Bidadari Langit Pesantren

Moore
Chapter #20

Azmy Keras Kepala

Suara tahlil menggema di rumah Ammar. Hari ini adalah hari ketujuh pasca meninggalnya ayah. Kesedihan di hati Ammar dan ibu masih tersisa. Bagaimana tidak, ibu yang menemani ayah selama dua puluh tahun lebih, kini harus merelakan dirinya untuk ditinggal kekasih hidupnya. Yang lebih parah, Azmy, adik Ammar itu terbaring di kamarnya karena beban pikiran yang menimpanya.

“Dek, kamu jangan terlalu banyak mikir. Ingat-ingat pesen dokter dulu pas kamu dibolehin pulang.” Ammar terus mengusap rambut hitam adiknya.

“Aku masih ingat kok. Aku kasihan sama ibu. Ibu harus menanggung beban hidup keluarga.”

“Kamu yang sabar, ibu pasti bisa melewatinya. Ibu nggak sendirian kok. Kamu jangan mikir yang nggak-nggak pokoknya.”

Ibu masuk kamar dengan mata sembab karena menangis.

“Biarlah semua ini ibu yang nanggung, My. Kamu harus sembuh. Orang-orang di pesantren masih mengharapkanmu. Kamu jangan terlalu mikir.”

“Mas Ammar siap bantu ibu kapanpun. Kamu cepat sembuh biar ibu nggak tambah sedih.” Ucap Ammar dengan memaksakan senyum.

Sakit Azmy kambuh lagi. Terkadang ia tiba-tiba pingsan saat mengambil minum di kulkas maupun sedang salat. Kadang ia sadar kembali seketika. Kadang juga mengingau sendiri di malam hari. Hal itulah yang membuat Ammar selalu memikirkan kondisi adiknya yang semakin hari makin buruk karena ditinggal ayah.

“Azmy nggak sakit apa-apa, Bu. Azmy masih sehat.
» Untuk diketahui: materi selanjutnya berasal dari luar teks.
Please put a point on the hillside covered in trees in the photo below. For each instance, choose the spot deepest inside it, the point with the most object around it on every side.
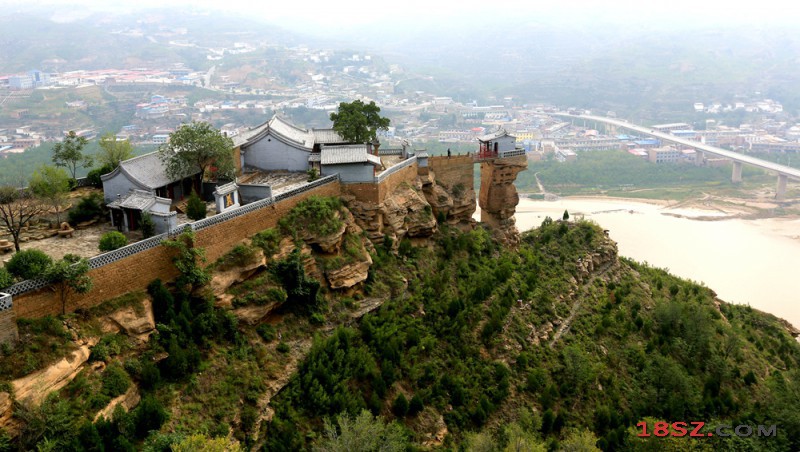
(452, 343)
Mending uang peninggalan ayah digunakan untuk pembangunan pesantren. Nggak banyak sih, tapi itu lebih berguna.”

Ucapan Azmy barusan sangat menyentuh hati ibu dan Ammar.

Darah ibu sedikit naik. Ia merasa jika Azmy sudah tidak memerlukan perhatiannya lagi. Kesalahpahaman itu yang membuat ibu sedikit naik pitam. Tiba-tiba saja ibu membentak Azmy dengan nada suara yang agak tinggi

“Istighfar, Bu. Istighfar.” Ammar menenangkan ibu.